It's December again. This time of year brings with it many diverse traditions. For some, it is also a time to be thoughtful. Perhaps it is thinking about loved ones, or reflecting on the year past.
It's also the season of the list: naughty list, nice list, shopping list, list of New Year's resolutions, and so on.
For those of us who are interested in the field of conservation biology, this time of year prompts us to be more thoughtful about lists of a different kind: the Committee on the Status of Endangered Wildlife in Canada, or COSEWIC as we tend to refer to it, ceremoniously completes a review of (in overly simplified terms) Canada's endangered species list at the end of each year.
At these annual meetings, species which have been previously reviewed and designated as "at risk" (endangered, threatened, special concern, etc.) are reconsidered according to the expiration date of their initial review.
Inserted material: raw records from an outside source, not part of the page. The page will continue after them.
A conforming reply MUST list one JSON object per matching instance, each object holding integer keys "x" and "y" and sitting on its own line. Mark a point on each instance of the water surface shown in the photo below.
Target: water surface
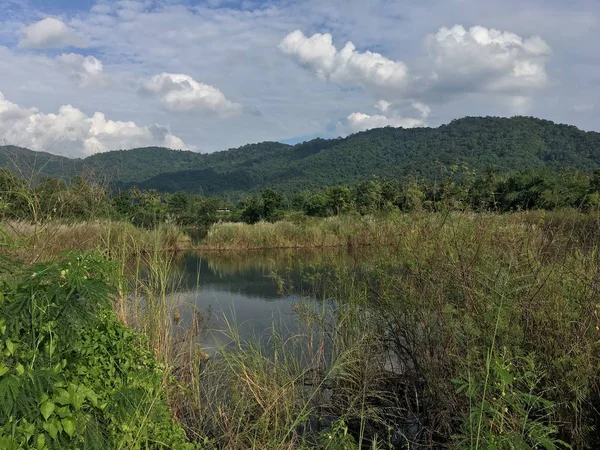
{"x": 251, "y": 291}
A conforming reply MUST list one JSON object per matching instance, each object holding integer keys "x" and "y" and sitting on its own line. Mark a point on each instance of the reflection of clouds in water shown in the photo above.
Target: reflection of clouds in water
{"x": 238, "y": 290}
{"x": 251, "y": 316}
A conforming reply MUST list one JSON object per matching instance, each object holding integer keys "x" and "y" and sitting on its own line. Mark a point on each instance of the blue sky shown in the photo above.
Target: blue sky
{"x": 86, "y": 76}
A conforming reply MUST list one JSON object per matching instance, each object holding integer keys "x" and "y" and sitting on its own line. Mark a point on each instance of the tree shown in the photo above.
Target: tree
{"x": 272, "y": 201}
{"x": 368, "y": 196}
{"x": 339, "y": 198}
{"x": 253, "y": 209}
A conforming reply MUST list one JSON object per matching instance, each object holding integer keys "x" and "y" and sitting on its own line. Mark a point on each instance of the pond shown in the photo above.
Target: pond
{"x": 251, "y": 292}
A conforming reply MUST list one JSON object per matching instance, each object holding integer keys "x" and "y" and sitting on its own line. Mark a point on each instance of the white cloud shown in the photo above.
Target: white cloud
{"x": 85, "y": 70}
{"x": 346, "y": 66}
{"x": 487, "y": 60}
{"x": 422, "y": 108}
{"x": 179, "y": 92}
{"x": 357, "y": 121}
{"x": 382, "y": 105}
{"x": 70, "y": 132}
{"x": 50, "y": 33}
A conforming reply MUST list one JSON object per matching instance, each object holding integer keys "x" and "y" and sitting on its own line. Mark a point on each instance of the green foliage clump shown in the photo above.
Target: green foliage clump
{"x": 71, "y": 375}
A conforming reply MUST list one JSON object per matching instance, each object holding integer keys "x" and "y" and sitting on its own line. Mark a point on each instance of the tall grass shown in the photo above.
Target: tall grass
{"x": 34, "y": 242}
{"x": 438, "y": 331}
{"x": 464, "y": 331}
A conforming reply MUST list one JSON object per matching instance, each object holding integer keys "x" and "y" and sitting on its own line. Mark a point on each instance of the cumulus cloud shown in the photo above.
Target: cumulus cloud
{"x": 382, "y": 105}
{"x": 50, "y": 33}
{"x": 85, "y": 70}
{"x": 70, "y": 132}
{"x": 358, "y": 121}
{"x": 489, "y": 60}
{"x": 458, "y": 61}
{"x": 180, "y": 92}
{"x": 346, "y": 66}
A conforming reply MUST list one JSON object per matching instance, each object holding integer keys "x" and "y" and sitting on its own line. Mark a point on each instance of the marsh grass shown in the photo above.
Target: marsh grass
{"x": 341, "y": 231}
{"x": 458, "y": 331}
{"x": 42, "y": 242}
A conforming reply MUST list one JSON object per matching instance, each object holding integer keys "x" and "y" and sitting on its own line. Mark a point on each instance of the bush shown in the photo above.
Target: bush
{"x": 71, "y": 376}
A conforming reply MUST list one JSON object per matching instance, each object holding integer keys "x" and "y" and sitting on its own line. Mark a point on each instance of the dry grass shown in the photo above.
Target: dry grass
{"x": 34, "y": 243}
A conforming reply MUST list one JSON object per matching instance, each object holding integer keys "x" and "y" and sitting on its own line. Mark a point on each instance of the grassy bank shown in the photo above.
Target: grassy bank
{"x": 462, "y": 331}
{"x": 71, "y": 375}
{"x": 41, "y": 242}
{"x": 470, "y": 331}
{"x": 341, "y": 231}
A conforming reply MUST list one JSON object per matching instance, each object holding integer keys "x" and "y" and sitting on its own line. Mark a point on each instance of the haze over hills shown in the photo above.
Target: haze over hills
{"x": 510, "y": 144}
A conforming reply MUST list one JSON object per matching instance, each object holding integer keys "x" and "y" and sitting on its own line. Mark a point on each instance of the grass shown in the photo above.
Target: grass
{"x": 437, "y": 331}
{"x": 33, "y": 242}
{"x": 340, "y": 231}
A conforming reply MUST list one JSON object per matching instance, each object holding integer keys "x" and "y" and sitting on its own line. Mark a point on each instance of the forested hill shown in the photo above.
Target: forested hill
{"x": 510, "y": 144}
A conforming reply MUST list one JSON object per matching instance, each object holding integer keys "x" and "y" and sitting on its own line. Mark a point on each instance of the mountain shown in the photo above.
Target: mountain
{"x": 510, "y": 144}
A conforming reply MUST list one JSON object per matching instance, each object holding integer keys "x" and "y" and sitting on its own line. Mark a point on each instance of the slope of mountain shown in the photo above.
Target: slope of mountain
{"x": 510, "y": 144}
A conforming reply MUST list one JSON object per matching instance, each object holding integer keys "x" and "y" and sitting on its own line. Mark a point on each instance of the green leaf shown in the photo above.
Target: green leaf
{"x": 47, "y": 409}
{"x": 62, "y": 397}
{"x": 20, "y": 369}
{"x": 77, "y": 396}
{"x": 41, "y": 441}
{"x": 11, "y": 346}
{"x": 52, "y": 428}
{"x": 69, "y": 425}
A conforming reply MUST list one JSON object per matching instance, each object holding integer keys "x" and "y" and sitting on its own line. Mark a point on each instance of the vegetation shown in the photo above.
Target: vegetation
{"x": 509, "y": 145}
{"x": 71, "y": 375}
{"x": 465, "y": 314}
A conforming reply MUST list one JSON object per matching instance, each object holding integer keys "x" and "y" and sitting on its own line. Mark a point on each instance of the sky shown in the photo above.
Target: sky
{"x": 79, "y": 77}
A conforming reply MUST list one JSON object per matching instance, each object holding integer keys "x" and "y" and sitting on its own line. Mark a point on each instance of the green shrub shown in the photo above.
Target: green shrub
{"x": 71, "y": 375}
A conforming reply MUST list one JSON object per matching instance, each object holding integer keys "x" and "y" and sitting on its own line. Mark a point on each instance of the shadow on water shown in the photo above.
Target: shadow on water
{"x": 245, "y": 289}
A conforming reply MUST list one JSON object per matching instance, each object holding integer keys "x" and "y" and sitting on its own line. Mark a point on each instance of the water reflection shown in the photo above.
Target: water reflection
{"x": 245, "y": 289}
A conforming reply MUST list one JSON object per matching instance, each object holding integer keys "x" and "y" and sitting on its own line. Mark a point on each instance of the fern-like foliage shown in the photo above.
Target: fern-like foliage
{"x": 71, "y": 376}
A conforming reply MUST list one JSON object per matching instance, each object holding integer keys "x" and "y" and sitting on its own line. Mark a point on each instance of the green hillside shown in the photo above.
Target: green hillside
{"x": 510, "y": 144}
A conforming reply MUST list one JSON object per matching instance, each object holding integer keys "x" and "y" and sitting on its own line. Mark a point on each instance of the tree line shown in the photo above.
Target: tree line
{"x": 460, "y": 189}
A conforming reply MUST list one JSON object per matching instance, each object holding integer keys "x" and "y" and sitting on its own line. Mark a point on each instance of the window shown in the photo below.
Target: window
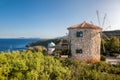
{"x": 79, "y": 51}
{"x": 79, "y": 34}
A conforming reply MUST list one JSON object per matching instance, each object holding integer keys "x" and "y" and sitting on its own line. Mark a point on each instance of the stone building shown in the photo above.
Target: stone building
{"x": 85, "y": 41}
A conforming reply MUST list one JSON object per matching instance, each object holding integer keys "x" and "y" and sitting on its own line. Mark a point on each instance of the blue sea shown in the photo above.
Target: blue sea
{"x": 15, "y": 44}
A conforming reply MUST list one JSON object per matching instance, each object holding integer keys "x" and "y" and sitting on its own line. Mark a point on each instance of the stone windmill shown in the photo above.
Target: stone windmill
{"x": 85, "y": 41}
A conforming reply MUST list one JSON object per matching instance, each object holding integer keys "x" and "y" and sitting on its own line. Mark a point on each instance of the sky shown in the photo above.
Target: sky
{"x": 51, "y": 18}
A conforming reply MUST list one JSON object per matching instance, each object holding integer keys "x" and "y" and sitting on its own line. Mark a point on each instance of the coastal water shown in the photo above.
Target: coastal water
{"x": 15, "y": 44}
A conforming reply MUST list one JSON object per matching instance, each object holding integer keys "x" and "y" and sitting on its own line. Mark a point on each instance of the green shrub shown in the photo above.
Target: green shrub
{"x": 103, "y": 58}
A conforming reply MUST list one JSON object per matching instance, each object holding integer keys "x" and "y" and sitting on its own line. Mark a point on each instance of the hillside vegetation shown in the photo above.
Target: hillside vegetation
{"x": 36, "y": 66}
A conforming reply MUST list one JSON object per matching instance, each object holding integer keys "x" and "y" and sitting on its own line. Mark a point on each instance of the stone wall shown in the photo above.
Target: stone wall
{"x": 89, "y": 43}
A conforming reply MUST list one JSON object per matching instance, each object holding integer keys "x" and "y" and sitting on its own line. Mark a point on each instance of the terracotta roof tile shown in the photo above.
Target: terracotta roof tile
{"x": 85, "y": 25}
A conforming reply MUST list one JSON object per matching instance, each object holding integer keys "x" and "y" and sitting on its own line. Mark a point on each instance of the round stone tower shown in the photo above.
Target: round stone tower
{"x": 85, "y": 41}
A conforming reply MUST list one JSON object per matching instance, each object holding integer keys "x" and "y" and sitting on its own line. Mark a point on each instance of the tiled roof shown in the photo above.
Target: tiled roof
{"x": 85, "y": 25}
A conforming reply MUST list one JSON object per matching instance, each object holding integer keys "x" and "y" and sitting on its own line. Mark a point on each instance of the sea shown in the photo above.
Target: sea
{"x": 11, "y": 44}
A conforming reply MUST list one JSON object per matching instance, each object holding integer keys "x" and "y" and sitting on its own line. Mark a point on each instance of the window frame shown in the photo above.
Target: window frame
{"x": 79, "y": 34}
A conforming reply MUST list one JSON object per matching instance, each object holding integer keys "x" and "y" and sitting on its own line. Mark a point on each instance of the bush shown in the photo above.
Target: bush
{"x": 103, "y": 58}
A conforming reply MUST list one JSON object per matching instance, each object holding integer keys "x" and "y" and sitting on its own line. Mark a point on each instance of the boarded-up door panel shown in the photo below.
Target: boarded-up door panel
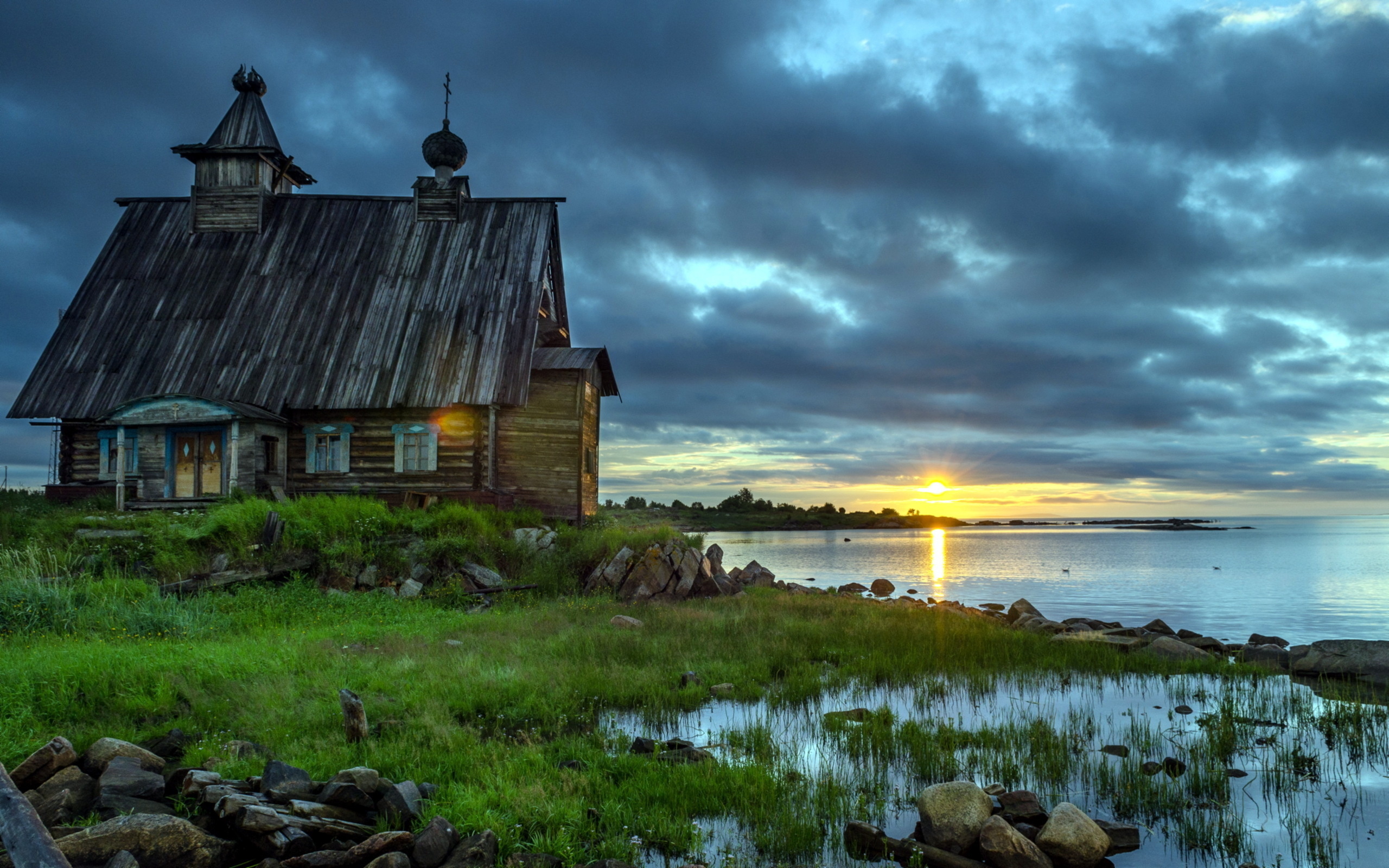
{"x": 185, "y": 465}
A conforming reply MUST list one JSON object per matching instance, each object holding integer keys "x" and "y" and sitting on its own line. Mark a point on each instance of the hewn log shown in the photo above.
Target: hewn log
{"x": 355, "y": 716}
{"x": 26, "y": 839}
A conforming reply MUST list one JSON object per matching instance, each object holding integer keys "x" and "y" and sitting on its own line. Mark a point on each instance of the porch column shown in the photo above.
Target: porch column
{"x": 234, "y": 459}
{"x": 120, "y": 469}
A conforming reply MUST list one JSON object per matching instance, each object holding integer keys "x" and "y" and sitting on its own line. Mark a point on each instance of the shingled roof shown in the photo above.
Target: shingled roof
{"x": 342, "y": 302}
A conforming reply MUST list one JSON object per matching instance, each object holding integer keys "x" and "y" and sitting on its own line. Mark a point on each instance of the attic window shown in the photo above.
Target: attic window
{"x": 417, "y": 448}
{"x": 328, "y": 449}
{"x": 109, "y": 453}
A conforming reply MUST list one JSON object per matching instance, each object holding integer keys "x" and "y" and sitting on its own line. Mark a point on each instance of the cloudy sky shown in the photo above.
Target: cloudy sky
{"x": 1078, "y": 259}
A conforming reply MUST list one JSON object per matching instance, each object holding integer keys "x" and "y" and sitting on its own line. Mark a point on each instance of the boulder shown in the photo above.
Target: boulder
{"x": 164, "y": 842}
{"x": 1362, "y": 660}
{"x": 125, "y": 777}
{"x": 43, "y": 763}
{"x": 952, "y": 814}
{"x": 481, "y": 577}
{"x": 284, "y": 778}
{"x": 474, "y": 852}
{"x": 1006, "y": 847}
{"x": 1124, "y": 838}
{"x": 1021, "y": 608}
{"x": 103, "y": 750}
{"x": 400, "y": 803}
{"x": 1174, "y": 649}
{"x": 434, "y": 844}
{"x": 1072, "y": 838}
{"x": 367, "y": 780}
{"x": 1267, "y": 656}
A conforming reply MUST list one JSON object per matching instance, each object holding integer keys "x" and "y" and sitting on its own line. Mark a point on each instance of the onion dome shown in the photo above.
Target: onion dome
{"x": 445, "y": 149}
{"x": 249, "y": 84}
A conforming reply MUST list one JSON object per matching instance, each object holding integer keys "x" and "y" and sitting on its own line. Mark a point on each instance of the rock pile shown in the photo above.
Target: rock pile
{"x": 963, "y": 825}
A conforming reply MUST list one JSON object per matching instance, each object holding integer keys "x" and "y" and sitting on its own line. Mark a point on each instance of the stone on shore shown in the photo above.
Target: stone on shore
{"x": 1362, "y": 660}
{"x": 1174, "y": 649}
{"x": 1072, "y": 838}
{"x": 952, "y": 814}
{"x": 1006, "y": 847}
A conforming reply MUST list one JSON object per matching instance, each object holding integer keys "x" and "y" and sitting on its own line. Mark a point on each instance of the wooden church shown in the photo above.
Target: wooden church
{"x": 247, "y": 336}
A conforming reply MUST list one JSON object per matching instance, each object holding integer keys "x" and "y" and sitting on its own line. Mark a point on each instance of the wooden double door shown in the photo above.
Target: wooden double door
{"x": 197, "y": 464}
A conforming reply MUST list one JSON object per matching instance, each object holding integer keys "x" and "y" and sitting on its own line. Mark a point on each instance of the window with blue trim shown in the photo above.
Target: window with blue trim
{"x": 417, "y": 448}
{"x": 328, "y": 449}
{"x": 109, "y": 452}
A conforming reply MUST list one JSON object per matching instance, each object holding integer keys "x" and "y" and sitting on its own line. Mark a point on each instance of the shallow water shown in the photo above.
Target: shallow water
{"x": 1316, "y": 794}
{"x": 1298, "y": 578}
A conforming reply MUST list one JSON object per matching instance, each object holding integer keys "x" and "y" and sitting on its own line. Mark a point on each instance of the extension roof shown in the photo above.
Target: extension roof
{"x": 342, "y": 302}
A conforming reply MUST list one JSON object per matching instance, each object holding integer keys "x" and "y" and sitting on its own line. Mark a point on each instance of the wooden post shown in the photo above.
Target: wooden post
{"x": 26, "y": 839}
{"x": 234, "y": 473}
{"x": 120, "y": 469}
{"x": 355, "y": 716}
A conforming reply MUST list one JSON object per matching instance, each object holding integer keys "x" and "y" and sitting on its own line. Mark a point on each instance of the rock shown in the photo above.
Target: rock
{"x": 260, "y": 820}
{"x": 367, "y": 780}
{"x": 125, "y": 777}
{"x": 169, "y": 746}
{"x": 82, "y": 787}
{"x": 346, "y": 796}
{"x": 1006, "y": 847}
{"x": 952, "y": 814}
{"x": 400, "y": 802}
{"x": 1072, "y": 838}
{"x": 43, "y": 763}
{"x": 1362, "y": 660}
{"x": 534, "y": 539}
{"x": 1021, "y": 806}
{"x": 113, "y": 805}
{"x": 103, "y": 750}
{"x": 1174, "y": 649}
{"x": 1020, "y": 609}
{"x": 1124, "y": 838}
{"x": 864, "y": 841}
{"x": 1266, "y": 656}
{"x": 123, "y": 860}
{"x": 162, "y": 842}
{"x": 683, "y": 756}
{"x": 380, "y": 845}
{"x": 284, "y": 778}
{"x": 435, "y": 844}
{"x": 474, "y": 852}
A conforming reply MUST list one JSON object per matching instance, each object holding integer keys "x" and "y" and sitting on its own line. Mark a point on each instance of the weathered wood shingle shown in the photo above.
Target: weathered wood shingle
{"x": 341, "y": 302}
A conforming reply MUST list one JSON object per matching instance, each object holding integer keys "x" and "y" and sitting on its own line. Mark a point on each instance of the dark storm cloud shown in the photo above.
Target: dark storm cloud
{"x": 933, "y": 263}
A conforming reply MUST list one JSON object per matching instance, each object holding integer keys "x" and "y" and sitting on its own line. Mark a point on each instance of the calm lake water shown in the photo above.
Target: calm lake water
{"x": 1298, "y": 578}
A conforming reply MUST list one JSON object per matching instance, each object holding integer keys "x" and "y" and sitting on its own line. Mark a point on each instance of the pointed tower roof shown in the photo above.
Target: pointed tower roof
{"x": 246, "y": 130}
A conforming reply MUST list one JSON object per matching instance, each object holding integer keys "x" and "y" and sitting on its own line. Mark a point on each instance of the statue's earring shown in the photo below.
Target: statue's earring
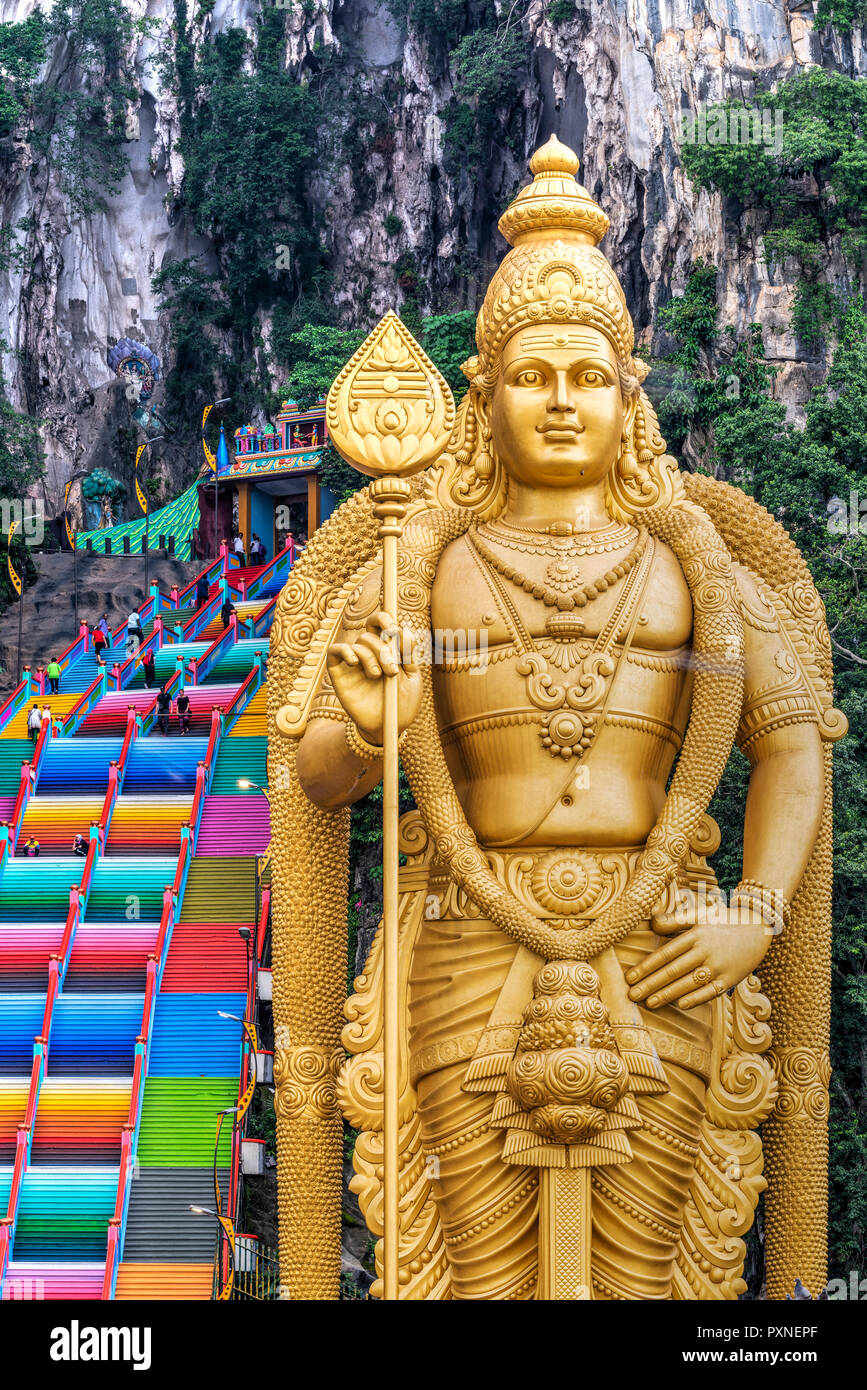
{"x": 627, "y": 462}
{"x": 484, "y": 463}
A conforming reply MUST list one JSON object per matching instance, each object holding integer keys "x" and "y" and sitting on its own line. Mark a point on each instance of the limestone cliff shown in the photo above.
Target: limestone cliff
{"x": 612, "y": 78}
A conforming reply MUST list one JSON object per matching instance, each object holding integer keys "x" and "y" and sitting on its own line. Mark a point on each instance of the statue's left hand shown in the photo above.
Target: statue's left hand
{"x": 700, "y": 963}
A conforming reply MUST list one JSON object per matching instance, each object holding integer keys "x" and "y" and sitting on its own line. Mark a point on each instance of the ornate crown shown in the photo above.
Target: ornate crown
{"x": 555, "y": 271}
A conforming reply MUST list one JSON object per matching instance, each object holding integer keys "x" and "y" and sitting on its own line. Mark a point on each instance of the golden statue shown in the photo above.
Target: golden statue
{"x": 584, "y": 1050}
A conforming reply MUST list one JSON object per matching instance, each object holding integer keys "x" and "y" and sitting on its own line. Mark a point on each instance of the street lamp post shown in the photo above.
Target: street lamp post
{"x": 145, "y": 505}
{"x": 224, "y": 401}
{"x": 71, "y": 540}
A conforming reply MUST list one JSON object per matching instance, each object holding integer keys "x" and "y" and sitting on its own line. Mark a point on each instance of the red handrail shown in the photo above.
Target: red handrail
{"x": 263, "y": 922}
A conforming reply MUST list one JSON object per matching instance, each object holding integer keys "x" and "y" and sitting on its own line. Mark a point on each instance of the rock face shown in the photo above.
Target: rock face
{"x": 612, "y": 81}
Other species come forward for consideration for the first time. The result is the affirmation of the status of endangered wildlife in Canada.
One might expect that in these times, when there is typically more bad news about the environment than good, that no at-risk species would experience an improvement to their dubious designation. Fortunately this is not the case. Sometimes down-listing a species from endangered to threatened or from threatened to special concern results from the committee's review.
Occasionally, this is due to better inventory data becoming available that suggests the critter is more common that was originally estimated. But at least sometimes, it is because there has actually been a marked improvement in a species' population.
Take for example the sea otter. At one time hunted to the brink of extinction, the species was extirpated from Canadian waters in the late 1900s. Government policies banning the hunt came along just in time, as did re-introduction programs in the late 1960s and early 1970s. Shortly after the inception of COSEWIC, the species was ranked as endangered (1978), a status that was confirmed in 1986. A decade later, sea otters were down-listed to threatened as their numbers increased and they began to reoccupy their historic range on the BC coast. In 2007, they were considered again, and down-listed further to special concern.
Today, sea otters' population is in excess of 3,500 individuals and they now occur in more than 33 percent of their historic range. This good news story is a cause for celebration and hope for those of us who are dedicated to the cause of species at risk recovery, or concerned about biodiversity on planet Earth.
In the 2013 review of the Species at Risk List, two species were down-listed by COSEWIC: the wood bison and the rocky mountain tailed frog.
It seems quite simple at times: stop intentionally killing a species beyond sustainable levels and its population can recover. I wish it was always that simple. There are thousands of Canadians from all walks of life working tirelessly day in and day out to protect and enhance wildlife habitat, mitigate impacts of development and improve our knowledge of nature through research. Some of these people build on those efforts by focusing on recovering viable populations of species at risk.
But de-listing species from the endangered species list is not easy or simple. It takes time and significant resources, but it can be done. It is being done.
Federal and provincial government agencies are of course central to the efforts. However, private action on behalf of groups like the Nature Conservancy of Canada (NCC) plays an incredibly large and important role.
Take for example NCC's historic program of re-introducing plains bison to native prairie grasslands in Saskatchewan or the ongoing efforts on behalf of NCC and its partners to re-introduce breeding populations of the western bluebird to BC's Garry oak ecosystems.
This private action is made possible by thousands of hours of volunteer effort and financial support on behalf of Canadians coast to coast. Dianne Rutledge is one of eight or so local volunteers who spend every Wednesday morning tending the seedlings of yellow prairie violet and other endangered plant species at NCC's nursery in the Cowichan Valley. Each spring hundreds of rare plants grown from wild seed are planted back out into their native habitat, increasing their populations and area of occupancy.
Efforts such as these, aimed at de-listing species, are happening (at least in some small way) every day in Canada.
Despite these victories, the COSEWIC list is growing each year. Nevertheless, taking note of the positive changes to the status of species at risk on the list is a tradition and cause for thoughtful reflection for many conservationists. Down-listed or de-listed species provide a light that shines hope and encouragement for those of us working on species at risk recovery in Canada.
Together, and with increased effort, we can stabilize and rebuild Canada's natural legacies. I invite you to join us in doing so!